Orinda student washed out of New Orleans and onto the shores of Haifa

Sasha Solomon loved New Orleans. All four days of it.

That’s how long the Loyola University sophomore had to enjoy the Big Easy before Hurricane Katrina flooded out her school and washed away her academic plans.

But the plucky 19-year-old biology major from Orinda found an unlikely rescuer: the state of Israel, which offered to take her in and enroll her in a new school tuition-free.

Solomon is now the newest foreign-exchange student at the University of Haifa. She will study there for the rest of the academic year.

The suddenness of the change still has her reeling. Only two days before the hurricane hit, Solomon was just settling into Loyola campus life in New Orleans. As the gravity of the impending storm became clear, she was evacuated with the rest of the student body to Baton Rouge.

“It took seven hours to go 70 miles,” she recalls of the drive north. “It was hot. There was no air conditioning. I was in a van with 15 girls doing nothing but complaining.”

The next day, Katrina vented her fury, knocking out power and downing trees all across Baton Rouge. Solomon stayed with family friends in the Louisiana capital for a few days before flying back to the Bay Area. “I didn’t have a chance to feel overwhelmed,” she says. “It all happened so fast.”

Her initial plan was to attend school in Italy (she speaks the language), but she then learned through Hillel that some colleges in Israel were accepting Jewish victims of Katrina.

“I figured, ‘OK, let’s look into this. I wouldn’t be able to live with myself if I gave up a free year in Israel. I thought Haifa would be nice. Not as traditional as Jerusalem, not as crazy as Tel Aviv.”

Solomon first visited Israel last January on a Birthright trip. She loved the country and hoped someday to have an internship there. But her timeline ended up shifting with the hurricane-force winds.

“Everyone here is very nice and very helpful,” Solomon says shortly after her arrival in late September. “My Hebrew is horrid. I can say ‘How are you?’ and ‘What time is it?'”
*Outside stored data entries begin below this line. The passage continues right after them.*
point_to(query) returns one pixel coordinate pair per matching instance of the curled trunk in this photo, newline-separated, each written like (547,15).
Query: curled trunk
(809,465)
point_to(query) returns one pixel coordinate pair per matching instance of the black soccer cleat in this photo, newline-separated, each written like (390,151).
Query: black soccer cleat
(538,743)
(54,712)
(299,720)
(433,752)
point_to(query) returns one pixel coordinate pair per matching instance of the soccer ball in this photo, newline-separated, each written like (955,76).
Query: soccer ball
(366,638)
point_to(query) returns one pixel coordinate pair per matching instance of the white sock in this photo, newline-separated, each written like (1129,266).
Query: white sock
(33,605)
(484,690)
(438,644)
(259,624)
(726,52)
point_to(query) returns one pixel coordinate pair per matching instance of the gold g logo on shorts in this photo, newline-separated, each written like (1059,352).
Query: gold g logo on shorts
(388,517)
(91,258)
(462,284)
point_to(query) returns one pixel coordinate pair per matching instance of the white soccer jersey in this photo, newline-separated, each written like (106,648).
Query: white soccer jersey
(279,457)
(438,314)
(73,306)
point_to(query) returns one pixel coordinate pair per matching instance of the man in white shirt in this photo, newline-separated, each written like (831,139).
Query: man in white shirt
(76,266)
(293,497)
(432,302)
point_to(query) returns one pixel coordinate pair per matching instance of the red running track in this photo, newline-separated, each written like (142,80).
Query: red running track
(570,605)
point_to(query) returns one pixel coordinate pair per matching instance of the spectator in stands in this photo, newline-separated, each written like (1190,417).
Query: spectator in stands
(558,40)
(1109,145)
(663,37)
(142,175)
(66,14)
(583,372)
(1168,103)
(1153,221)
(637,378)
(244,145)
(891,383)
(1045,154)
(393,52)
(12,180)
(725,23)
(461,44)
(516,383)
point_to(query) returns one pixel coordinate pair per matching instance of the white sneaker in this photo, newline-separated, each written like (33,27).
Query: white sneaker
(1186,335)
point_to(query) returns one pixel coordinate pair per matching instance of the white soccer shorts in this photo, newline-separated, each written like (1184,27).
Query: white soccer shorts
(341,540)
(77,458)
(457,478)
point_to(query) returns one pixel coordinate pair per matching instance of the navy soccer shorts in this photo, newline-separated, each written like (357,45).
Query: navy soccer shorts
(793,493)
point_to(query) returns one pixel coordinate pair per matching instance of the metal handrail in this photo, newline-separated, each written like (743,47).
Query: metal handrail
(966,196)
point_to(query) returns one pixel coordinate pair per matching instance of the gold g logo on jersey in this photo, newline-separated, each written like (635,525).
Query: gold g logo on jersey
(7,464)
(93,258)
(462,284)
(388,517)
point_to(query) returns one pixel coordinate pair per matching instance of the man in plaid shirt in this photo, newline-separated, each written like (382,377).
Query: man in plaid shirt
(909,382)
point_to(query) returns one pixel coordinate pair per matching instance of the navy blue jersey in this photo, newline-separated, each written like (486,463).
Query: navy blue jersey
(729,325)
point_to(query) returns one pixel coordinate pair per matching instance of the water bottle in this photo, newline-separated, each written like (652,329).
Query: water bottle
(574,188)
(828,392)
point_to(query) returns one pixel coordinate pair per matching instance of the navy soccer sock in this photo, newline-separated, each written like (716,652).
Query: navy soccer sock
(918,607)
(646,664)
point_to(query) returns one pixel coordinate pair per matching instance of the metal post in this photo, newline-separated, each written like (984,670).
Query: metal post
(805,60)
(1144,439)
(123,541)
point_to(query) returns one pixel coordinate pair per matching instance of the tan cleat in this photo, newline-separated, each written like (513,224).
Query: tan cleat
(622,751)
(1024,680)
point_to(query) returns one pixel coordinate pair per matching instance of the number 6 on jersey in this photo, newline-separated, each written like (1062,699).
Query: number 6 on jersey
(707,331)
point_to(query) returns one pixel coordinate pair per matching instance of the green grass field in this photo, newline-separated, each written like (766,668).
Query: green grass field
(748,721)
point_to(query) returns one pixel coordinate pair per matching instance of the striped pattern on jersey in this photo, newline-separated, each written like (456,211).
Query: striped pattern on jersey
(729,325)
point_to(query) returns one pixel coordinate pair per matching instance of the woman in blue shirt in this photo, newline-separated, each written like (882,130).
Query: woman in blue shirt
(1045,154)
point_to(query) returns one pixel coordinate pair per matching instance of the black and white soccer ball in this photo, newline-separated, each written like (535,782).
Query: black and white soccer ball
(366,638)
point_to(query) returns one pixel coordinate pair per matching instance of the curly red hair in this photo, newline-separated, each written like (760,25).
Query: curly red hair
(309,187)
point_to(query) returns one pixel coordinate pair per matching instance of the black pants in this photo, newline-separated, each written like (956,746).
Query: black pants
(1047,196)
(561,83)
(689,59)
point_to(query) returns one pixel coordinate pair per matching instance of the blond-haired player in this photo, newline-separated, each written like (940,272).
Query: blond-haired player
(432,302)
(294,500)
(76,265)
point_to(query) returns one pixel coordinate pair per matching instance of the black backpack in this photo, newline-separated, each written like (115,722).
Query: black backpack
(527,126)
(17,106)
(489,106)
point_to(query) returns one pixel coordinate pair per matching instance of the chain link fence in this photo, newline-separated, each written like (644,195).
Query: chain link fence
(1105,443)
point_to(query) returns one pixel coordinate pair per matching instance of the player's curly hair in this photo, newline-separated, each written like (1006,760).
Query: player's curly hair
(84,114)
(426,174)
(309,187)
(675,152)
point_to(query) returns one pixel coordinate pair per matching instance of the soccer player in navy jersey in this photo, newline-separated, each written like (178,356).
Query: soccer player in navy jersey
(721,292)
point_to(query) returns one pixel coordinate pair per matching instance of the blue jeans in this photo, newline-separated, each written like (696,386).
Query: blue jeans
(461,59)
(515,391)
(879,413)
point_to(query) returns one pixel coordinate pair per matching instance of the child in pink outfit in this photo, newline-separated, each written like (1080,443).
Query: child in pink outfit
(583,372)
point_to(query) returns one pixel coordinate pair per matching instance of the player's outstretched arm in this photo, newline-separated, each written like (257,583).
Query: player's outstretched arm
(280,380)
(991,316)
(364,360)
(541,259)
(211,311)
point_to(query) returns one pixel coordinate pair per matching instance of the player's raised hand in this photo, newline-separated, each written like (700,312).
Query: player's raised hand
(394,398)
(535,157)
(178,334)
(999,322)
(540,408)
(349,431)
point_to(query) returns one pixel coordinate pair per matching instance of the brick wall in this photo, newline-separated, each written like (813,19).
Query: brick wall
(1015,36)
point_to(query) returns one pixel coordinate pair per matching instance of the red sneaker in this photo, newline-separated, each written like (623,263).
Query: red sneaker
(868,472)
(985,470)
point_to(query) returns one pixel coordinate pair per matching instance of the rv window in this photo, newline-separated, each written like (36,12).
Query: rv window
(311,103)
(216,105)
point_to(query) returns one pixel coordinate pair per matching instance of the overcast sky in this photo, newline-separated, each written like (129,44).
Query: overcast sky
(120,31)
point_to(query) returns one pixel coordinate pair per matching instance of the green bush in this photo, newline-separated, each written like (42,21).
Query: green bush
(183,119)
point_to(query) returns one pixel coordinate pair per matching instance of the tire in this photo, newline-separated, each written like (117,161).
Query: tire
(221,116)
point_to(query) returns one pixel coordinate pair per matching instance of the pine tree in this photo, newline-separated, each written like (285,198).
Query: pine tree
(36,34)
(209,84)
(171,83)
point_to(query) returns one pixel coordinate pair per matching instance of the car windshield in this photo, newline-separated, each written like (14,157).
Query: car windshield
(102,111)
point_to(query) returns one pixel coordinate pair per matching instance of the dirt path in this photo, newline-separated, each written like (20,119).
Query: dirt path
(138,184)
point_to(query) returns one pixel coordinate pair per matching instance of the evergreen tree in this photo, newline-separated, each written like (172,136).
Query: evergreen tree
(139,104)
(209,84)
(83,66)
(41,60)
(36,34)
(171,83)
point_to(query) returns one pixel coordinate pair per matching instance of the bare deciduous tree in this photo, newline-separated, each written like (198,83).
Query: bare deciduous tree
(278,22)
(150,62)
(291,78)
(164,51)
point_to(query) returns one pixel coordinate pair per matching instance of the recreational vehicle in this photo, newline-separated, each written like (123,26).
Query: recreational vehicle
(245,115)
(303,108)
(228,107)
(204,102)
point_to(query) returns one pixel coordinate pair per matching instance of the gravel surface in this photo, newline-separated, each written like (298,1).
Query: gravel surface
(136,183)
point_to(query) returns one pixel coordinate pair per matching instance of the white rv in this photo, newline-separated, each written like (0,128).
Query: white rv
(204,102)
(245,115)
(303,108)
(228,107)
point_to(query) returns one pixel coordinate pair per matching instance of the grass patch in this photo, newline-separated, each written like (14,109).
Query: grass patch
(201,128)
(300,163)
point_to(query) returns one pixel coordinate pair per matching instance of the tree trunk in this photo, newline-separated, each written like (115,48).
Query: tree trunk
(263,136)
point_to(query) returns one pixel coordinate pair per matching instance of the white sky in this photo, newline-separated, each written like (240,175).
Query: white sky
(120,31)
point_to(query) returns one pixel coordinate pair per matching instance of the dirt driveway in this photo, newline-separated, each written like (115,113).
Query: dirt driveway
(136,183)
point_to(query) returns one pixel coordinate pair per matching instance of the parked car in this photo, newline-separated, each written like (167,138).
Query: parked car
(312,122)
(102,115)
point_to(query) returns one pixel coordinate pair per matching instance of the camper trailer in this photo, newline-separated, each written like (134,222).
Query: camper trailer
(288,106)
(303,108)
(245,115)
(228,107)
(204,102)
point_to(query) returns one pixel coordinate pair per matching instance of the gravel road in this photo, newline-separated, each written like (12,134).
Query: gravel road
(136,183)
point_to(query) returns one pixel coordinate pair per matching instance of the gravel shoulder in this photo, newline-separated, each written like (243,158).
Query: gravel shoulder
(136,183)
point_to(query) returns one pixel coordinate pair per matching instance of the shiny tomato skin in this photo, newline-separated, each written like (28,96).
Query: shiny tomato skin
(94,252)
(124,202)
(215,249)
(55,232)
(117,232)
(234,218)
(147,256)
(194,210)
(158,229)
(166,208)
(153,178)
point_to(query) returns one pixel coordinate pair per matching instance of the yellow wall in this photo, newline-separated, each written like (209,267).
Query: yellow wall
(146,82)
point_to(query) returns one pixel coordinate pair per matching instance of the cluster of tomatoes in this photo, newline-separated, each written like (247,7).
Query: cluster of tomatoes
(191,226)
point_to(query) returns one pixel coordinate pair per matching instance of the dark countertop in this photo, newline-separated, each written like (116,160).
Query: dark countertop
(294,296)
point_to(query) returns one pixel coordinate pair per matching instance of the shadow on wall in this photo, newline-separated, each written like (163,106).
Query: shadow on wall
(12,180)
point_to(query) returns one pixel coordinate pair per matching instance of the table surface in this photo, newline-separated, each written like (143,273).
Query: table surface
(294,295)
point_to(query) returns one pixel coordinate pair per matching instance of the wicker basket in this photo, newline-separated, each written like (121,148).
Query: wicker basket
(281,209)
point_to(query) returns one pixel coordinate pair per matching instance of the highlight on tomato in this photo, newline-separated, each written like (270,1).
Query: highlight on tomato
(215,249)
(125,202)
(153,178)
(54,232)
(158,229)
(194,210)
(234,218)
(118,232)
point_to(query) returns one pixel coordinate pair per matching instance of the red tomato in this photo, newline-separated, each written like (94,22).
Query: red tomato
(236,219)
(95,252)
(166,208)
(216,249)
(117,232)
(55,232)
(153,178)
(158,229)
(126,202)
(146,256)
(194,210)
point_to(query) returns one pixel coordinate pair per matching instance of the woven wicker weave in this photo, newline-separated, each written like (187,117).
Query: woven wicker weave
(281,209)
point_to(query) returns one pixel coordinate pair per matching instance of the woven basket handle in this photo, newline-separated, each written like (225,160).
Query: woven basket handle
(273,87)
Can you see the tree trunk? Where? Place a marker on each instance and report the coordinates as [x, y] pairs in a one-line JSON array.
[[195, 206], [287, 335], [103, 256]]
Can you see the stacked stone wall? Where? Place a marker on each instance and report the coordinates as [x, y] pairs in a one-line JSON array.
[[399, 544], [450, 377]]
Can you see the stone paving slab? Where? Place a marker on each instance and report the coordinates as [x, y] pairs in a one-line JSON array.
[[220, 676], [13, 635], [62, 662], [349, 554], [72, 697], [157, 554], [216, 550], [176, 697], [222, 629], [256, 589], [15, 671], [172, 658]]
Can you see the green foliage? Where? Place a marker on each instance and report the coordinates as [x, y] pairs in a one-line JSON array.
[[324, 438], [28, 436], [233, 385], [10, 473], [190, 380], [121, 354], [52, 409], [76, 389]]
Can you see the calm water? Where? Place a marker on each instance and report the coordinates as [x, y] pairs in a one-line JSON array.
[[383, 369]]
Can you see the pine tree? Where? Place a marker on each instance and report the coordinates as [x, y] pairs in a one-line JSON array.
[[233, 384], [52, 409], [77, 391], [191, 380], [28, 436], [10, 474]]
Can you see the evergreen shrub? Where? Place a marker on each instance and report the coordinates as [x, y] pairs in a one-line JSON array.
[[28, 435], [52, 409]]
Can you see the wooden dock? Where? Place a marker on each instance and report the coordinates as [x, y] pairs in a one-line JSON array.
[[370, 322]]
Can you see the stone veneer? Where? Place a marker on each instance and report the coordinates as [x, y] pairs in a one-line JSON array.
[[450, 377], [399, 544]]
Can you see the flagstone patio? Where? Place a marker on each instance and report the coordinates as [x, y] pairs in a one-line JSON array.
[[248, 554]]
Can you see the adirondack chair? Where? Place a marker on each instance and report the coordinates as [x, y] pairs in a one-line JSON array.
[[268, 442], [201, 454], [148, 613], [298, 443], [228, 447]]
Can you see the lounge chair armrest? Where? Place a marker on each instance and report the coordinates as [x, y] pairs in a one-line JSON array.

Growing up in Orinda, Solomon had her bat mitzvah at Lafayette’s Temple Isaiah. She graduated from Miramonte High School in Orinda before spending her freshman year at San Francisco State University.

As grateful as she is to Israel for helping her, Solomon doesn’t expect to stay in the country beyond the current school year. In fact, she’s already applying to Wellesley College near Boston, where her sister is enrolled.

Meanwhile, she intends to live it up, Israeli-style. “I can see the Mediterranean from my room,” she says. “They have ferries in Haifa that take you to Greece or Istanbul. I am so gonna do that.”

Dan Pine

Dan Pine is a contributing editor at J. He was a longtime staff writer at J. and retired as news editor in 2020.